Rome: Shimon Peres sera au Vatican, le 10 mai

Rome, 9 mai 2002 Le ministre des Affaires étrangères israélien Shimon Peres rencontrera son homologue du Saint-Siège, Mgr Jean-Louis Tauran, ainsi que le cardinal Angelo Sodano, secrétaire d’Etat du Vatican, dans la matinée du 10 mai. La réunion sera consacrée à la basilique de la Nativité à Bethléem.

Des franciscains et des Palestiniens sont toujours enfermés dans le complexe de la basilique, cerné par l’armée israélienne, depuis le 2 avril. Un accord sur le point d’être signé avait été présenté le 8 mai, proposant le retrait de la majorité des Palestiniens à Gaza et de treize autres à l’étranger. Aucune destination n’a été trouvée.
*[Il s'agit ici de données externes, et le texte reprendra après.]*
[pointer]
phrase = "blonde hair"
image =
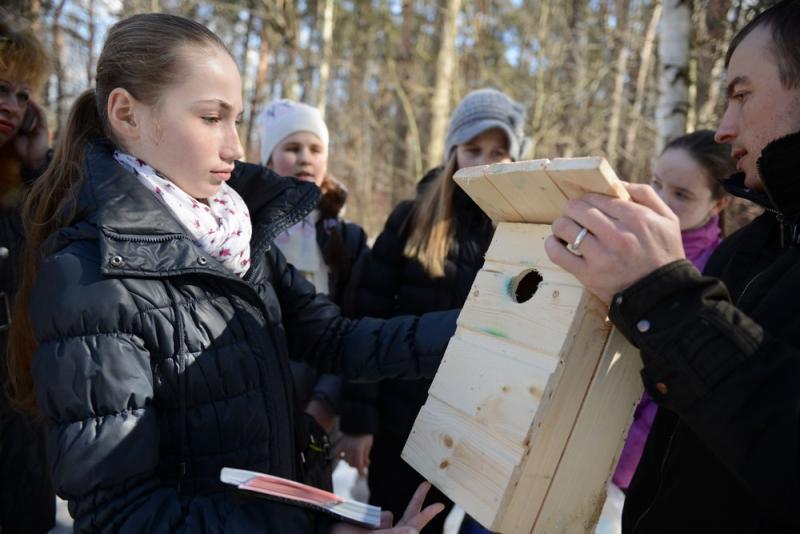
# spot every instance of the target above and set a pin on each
(143, 54)
(433, 225)
(22, 56)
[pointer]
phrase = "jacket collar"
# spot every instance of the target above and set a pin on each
(779, 168)
(139, 236)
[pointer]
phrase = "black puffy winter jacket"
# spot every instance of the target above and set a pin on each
(157, 366)
(392, 284)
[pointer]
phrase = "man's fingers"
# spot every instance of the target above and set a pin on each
(595, 218)
(415, 504)
(386, 519)
(558, 253)
(419, 521)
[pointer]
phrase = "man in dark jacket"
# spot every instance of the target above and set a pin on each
(721, 354)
Longtemps pressentie, l’Italie a refusé de prendre seule cette responsabilité, appelant l’Europe à agir.

La dernière visite de Shimon Peres au Vatican remonte au 10 octobre 2000. Le 11 décembre 2001, il avait demandé à être reçu par Jean Paul II, mais la requête ayant été faite avec peu de préavis, la rencontre n’avait pas pu avoir lieu.

Pour une intervention juste et équitable

Intervenant le 8 mai 2002 à Pompéi, à l’occasion des cérémonies en l’honneur de la Vierge du Rosaire qu’il présidait, le cardinal Angelo Sodano, secrétaire d’Etat du Vatican, a lancé un appel à la communauté internationale pour qu’elle mette fin «au plus vite» au «drame de la basilique de Bethléem». «Le temps est venu pour les Etats d’assumer une intervention juste et équitable», a-t-il déclaré, rappelant le désir du Saint-Siège de l’envoi d’une force d’interposition internationale par les Nations Unies.

De son côté, le quotidien du Vatican «L’Osservatore Romano» dénonce «une féroce détermination contre la paix» de la part des auteurs de l’attentat perpétré le 7 mai à Jérusalem. «Cette attaque risque d’invalider les efforts pour rétablir la paix», déplore le journal dans son éditorial du 9 mai, parlant d’une «dramatique régularité» avec laquelle on assiste «à une recrudescence de la violence sur le chemin du dialogue au Moyen-Orient».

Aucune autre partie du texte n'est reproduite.